Actually loading data is a good example to show integrity constraints in action. With this schema, opening a new concert to the public would involve loading a venue, the show and the tickets for sale. Tickets are naturally defined as a seat (seat_number) in a specific show (show_id). For now, because this is something we’ll want to change to provide for faster searches.

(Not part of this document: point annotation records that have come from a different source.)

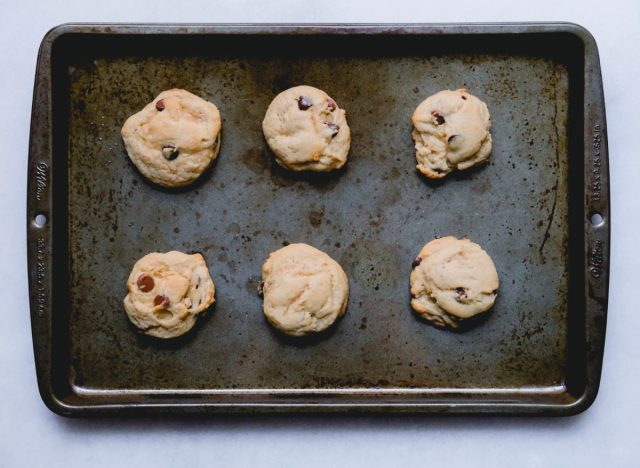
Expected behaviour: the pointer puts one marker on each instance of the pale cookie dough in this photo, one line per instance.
(451, 131)
(174, 139)
(304, 289)
(166, 293)
(306, 130)
(452, 280)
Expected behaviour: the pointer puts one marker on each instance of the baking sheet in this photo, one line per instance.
(526, 208)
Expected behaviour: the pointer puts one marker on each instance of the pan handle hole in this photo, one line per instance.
(596, 219)
(40, 220)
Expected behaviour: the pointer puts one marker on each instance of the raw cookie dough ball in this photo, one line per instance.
(174, 139)
(452, 280)
(166, 293)
(451, 131)
(304, 289)
(306, 130)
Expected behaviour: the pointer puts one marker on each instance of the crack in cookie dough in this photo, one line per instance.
(453, 281)
(306, 130)
(304, 290)
(166, 293)
(451, 131)
(174, 139)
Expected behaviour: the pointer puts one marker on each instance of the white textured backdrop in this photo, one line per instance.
(606, 435)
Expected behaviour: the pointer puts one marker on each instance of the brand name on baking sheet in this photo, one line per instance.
(596, 259)
(41, 269)
(42, 180)
(596, 184)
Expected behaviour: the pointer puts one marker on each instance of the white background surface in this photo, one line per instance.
(606, 435)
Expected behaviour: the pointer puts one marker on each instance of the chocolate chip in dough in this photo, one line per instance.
(304, 103)
(145, 283)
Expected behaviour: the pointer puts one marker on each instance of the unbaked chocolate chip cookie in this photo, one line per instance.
(174, 139)
(451, 131)
(304, 289)
(306, 130)
(166, 293)
(452, 280)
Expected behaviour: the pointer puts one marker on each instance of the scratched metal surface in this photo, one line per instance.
(373, 218)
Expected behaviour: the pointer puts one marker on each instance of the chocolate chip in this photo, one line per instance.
(161, 300)
(335, 128)
(170, 152)
(438, 117)
(145, 283)
(461, 292)
(304, 103)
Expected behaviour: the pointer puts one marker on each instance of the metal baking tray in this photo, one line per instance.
(540, 207)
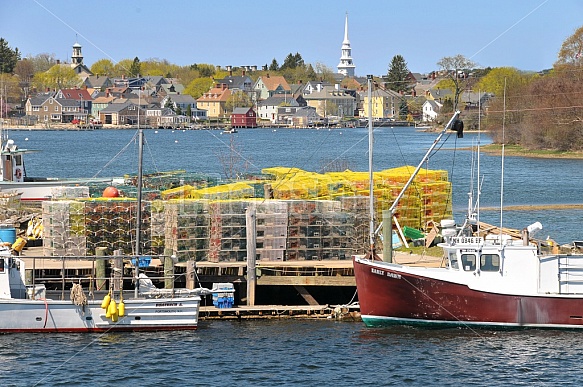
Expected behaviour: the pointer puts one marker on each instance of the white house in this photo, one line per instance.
(431, 110)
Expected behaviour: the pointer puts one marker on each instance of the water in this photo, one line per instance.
(325, 352)
(284, 352)
(527, 181)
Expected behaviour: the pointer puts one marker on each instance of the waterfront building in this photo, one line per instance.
(346, 65)
(214, 101)
(270, 85)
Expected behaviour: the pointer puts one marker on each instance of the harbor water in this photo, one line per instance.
(306, 352)
(301, 353)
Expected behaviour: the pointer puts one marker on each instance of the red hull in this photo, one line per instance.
(389, 296)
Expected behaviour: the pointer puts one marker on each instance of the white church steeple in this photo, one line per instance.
(346, 66)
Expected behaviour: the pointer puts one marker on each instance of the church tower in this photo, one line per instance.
(77, 57)
(346, 66)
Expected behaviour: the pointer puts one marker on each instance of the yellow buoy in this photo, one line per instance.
(105, 302)
(112, 308)
(121, 309)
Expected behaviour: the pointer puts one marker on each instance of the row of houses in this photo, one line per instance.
(159, 101)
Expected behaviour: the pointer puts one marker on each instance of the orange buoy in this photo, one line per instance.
(110, 192)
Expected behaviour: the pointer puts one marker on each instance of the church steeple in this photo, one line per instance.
(346, 66)
(77, 57)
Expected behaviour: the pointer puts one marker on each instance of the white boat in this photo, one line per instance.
(487, 280)
(14, 177)
(25, 308)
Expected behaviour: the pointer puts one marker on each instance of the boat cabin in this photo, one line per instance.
(512, 266)
(12, 163)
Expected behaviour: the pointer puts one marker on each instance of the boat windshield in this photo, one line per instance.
(453, 262)
(489, 262)
(469, 262)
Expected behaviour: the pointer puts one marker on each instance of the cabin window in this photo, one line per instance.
(489, 262)
(453, 262)
(469, 262)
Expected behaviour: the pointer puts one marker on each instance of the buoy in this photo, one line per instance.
(111, 309)
(110, 192)
(121, 309)
(105, 302)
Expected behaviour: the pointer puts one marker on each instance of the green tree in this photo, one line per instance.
(205, 70)
(136, 68)
(500, 78)
(197, 87)
(571, 51)
(457, 69)
(397, 75)
(103, 67)
(42, 62)
(170, 104)
(8, 57)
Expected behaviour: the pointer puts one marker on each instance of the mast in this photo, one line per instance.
(370, 173)
(139, 204)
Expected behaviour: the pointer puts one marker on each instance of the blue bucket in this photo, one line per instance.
(8, 235)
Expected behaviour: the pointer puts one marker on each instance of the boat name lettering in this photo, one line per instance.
(382, 272)
(165, 304)
(467, 240)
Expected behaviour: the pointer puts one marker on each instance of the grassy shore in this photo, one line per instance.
(516, 150)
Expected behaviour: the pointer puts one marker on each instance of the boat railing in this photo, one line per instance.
(97, 273)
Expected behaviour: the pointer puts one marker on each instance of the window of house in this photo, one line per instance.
(490, 262)
(469, 262)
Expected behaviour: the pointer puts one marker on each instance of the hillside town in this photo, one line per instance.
(247, 97)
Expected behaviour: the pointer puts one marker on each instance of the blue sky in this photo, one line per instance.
(526, 34)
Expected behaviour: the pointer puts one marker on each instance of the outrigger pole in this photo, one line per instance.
(455, 124)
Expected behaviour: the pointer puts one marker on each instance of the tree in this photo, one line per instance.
(103, 67)
(571, 51)
(197, 87)
(457, 69)
(205, 70)
(397, 75)
(8, 57)
(135, 69)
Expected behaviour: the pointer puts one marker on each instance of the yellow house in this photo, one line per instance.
(215, 102)
(385, 104)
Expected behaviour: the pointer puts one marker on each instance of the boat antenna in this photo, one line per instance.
(502, 175)
(370, 172)
(139, 204)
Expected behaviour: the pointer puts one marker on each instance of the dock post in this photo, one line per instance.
(250, 222)
(117, 270)
(190, 277)
(168, 269)
(100, 281)
(387, 236)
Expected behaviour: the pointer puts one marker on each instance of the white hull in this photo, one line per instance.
(62, 316)
(44, 189)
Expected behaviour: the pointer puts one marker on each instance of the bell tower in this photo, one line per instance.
(346, 66)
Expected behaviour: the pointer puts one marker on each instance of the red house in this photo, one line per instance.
(243, 118)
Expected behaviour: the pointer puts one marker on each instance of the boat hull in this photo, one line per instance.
(63, 316)
(390, 296)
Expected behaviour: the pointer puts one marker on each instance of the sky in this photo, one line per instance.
(525, 34)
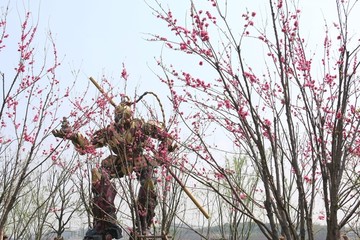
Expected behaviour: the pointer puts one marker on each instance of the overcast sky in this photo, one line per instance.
(96, 37)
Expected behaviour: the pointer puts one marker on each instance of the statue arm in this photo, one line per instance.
(156, 130)
(80, 142)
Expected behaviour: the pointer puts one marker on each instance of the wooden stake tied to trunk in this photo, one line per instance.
(188, 193)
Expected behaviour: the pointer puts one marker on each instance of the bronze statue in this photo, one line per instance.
(128, 138)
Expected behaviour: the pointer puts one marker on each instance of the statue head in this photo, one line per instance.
(123, 112)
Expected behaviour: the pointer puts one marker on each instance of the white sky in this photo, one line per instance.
(96, 37)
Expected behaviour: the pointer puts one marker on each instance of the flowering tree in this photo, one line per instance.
(292, 112)
(30, 101)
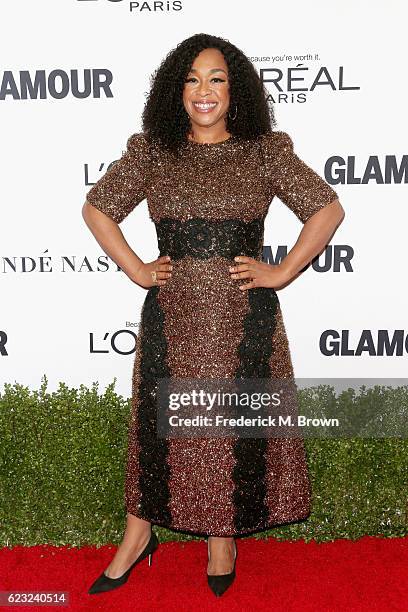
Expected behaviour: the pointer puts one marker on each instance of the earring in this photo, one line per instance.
(236, 111)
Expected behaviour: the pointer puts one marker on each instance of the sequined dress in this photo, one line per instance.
(208, 206)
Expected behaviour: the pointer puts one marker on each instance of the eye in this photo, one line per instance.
(190, 79)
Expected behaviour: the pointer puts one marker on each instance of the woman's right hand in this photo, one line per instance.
(162, 266)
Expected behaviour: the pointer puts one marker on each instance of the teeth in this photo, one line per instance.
(206, 105)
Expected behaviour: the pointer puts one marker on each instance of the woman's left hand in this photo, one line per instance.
(260, 274)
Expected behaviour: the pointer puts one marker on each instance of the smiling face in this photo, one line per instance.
(206, 93)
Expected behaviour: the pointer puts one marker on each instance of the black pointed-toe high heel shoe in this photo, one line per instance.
(219, 583)
(103, 583)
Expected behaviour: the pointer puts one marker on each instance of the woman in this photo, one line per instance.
(209, 164)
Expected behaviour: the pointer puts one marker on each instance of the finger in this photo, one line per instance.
(160, 274)
(246, 274)
(240, 268)
(164, 267)
(247, 286)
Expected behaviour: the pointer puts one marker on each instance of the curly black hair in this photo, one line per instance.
(164, 117)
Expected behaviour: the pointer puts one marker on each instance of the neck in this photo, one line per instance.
(206, 135)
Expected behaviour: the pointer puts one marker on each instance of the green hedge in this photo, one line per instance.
(62, 458)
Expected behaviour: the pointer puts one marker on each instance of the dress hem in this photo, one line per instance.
(269, 525)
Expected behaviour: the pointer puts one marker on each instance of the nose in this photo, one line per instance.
(204, 89)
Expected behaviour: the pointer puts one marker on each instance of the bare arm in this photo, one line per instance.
(110, 237)
(315, 235)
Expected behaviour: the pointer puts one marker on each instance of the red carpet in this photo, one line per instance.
(368, 574)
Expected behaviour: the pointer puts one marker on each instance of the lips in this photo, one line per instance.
(204, 107)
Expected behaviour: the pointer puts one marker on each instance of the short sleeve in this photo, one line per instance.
(295, 183)
(123, 186)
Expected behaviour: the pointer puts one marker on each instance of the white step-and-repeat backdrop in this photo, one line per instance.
(337, 75)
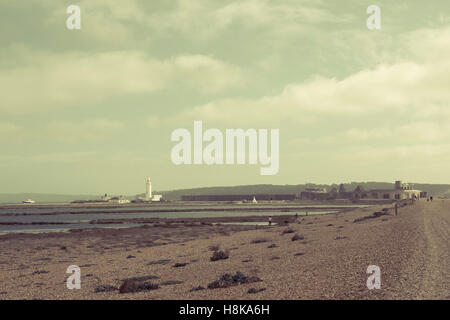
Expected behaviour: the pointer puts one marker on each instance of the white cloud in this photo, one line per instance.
(86, 131)
(8, 128)
(46, 81)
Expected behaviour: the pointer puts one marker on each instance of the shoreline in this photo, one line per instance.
(328, 262)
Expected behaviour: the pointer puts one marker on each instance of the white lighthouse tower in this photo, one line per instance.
(148, 189)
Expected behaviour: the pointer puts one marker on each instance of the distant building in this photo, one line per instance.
(148, 189)
(156, 197)
(118, 200)
(238, 197)
(400, 192)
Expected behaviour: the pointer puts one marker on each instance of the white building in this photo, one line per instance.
(148, 189)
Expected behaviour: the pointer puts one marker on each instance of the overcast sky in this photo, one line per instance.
(92, 110)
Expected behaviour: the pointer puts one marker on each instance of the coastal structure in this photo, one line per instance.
(401, 191)
(148, 190)
(240, 197)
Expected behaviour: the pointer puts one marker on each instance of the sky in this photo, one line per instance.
(91, 111)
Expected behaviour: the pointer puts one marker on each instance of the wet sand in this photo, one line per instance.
(329, 261)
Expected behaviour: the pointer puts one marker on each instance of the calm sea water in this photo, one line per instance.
(80, 218)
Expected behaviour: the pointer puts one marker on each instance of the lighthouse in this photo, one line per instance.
(148, 190)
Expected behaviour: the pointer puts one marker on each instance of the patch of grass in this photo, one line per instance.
(297, 237)
(129, 286)
(142, 278)
(259, 240)
(162, 261)
(197, 288)
(288, 230)
(182, 264)
(220, 255)
(170, 282)
(105, 288)
(228, 280)
(254, 290)
(41, 272)
(214, 248)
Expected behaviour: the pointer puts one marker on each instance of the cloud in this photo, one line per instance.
(8, 128)
(87, 131)
(46, 81)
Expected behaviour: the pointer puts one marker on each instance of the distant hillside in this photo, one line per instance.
(442, 190)
(438, 190)
(43, 197)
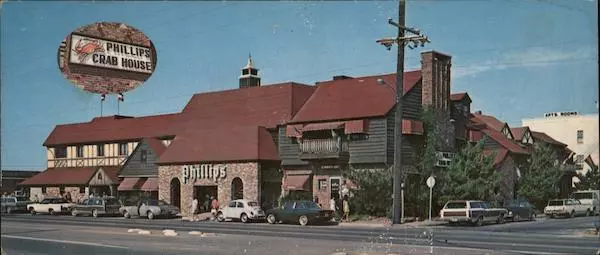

Now, think about what would happen in the real world if this statement were to be run, probably as part of loading the thousands of tickets for a specific concert:

1
2
3
4
INSERT INTO tickets ( show_id, seat_number )
VALUES
( 1, 'Section 140, Row 1, Seat 21' ),
( 1, 'Section 140, Row 1, Seat 21' );

Selling two tickets for the same seat would likely not be a good user experience, so we would want to prevent duplicate tickets. This can be trivially achieved using a UNIQUE INDEX:

25
26
CREATE UNIQUE INDEX same_ticket_idx
ON tickets ( show_id, seat_number );

Now, attempting to add conflicting seats with the INSERT above results in an exception:

ERROR:  duplicate key value violates unique constraint "same_ticket_idx"
DETAIL:  Key (show_id, seat_number)=(1, Section 140, Row 1, Seat 21) already exists.

Offending data did not make it to the database!

The beauty of this is that client code does not need to add specific checks to detect conflicting seats. All that’s required is trapping the exception. In fact, by looking at the error itself (”duplicate key value...”), the application can provide a friendlier error to its caller.

In terms of performance, this is faster than looking for a duplicate seat via SELECT, with the client application becoming simpler due to not needing so much validation code. The database can quickly look at the index and determine whether the current record is a duplicate — violating the UNIQUE constraint imposed by the index — and abort the transaction. This happens without the client having to pull a single row through the network, hence the gain in speed.

The overall system also becomes more robust, as the whole operation is transactional in nature. Groups of seats can be managed within a single BEGIN TRANSACTION; ⋯ COMMIT; block, so either all of them can be acted upon or the seats are left as they were.

In the long run, this approach provides a simpler environment: All checks are executing automatically, close to the data. Errors in application code cannot insert invalid data. If proper integrity constraints are in place, it becomes impossible for the applications to violate the business rules deployed as database constraints. This results in higher degrees of data quality.